Carrying on UGA's safety tradition

Over the last three years, Sanford Stadium has been filled with the sounds of popping hits delivered by Georgia's safeties that have quickly been followed by collective cringes from many Bulldogs fans seeing the physical licks laid by the likes of Greg Blue, Thomas Davis and even Sean Jones.

None of those players are with the Bulldogs any more with each of the three on respective NFL teams. Instead, Georgia has a different breed of safeties trying to keep up the tradition of strong play at safety for the Bulldogs.

While Blue, Davis and Jones were all at least six-foot-one inches tall and weighed no less than 212 pounds, Tra Battle is 5-foot-11 and weighs 176 pounds with Johnson being 6-foot-1 and weighing 192 pounds.

"All I'm going to be is Kelin Johnson, that's how I feel," said Georgia free safety Kelin Johnson. "Of course I want to be big names like those guys were.

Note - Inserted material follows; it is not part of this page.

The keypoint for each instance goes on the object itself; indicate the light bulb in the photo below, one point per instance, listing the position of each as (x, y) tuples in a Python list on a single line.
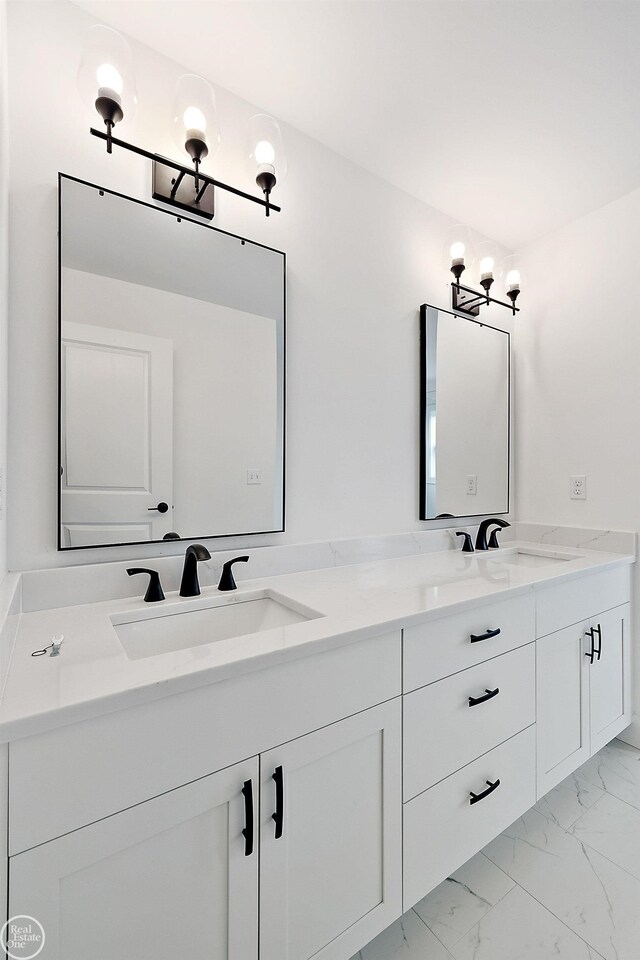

But If I just take care of myself and my team's winning and we win the SEC Championship again, I did my job."

Oh and by the way, Blue, Davis and Jones were each named All-Americans during their careers, so all Georgia's two starting safeties, Battle and Johnson have to do to carry the torch is play well enough to earn All-American accolades.

"You've had guys who've done it before you for years and years in the system," said Georgia senior rover Battle. "They set the precedent. Really all you have to do is match that."

Georgia's success at safety isn't by coincidence. In a system kick-started in Athens by Brian VanGorder and current defensive coordinator Willie Martinez, who also coaches the Bulldog secondary, safeties have more than ample opportunities to make plays, opening to door for Johnson, Battle or their top back-ups, sophomore C.J. Byrd and redshirt freshman Donovan Baldwin to apply big licks to opposing running backs and receivers.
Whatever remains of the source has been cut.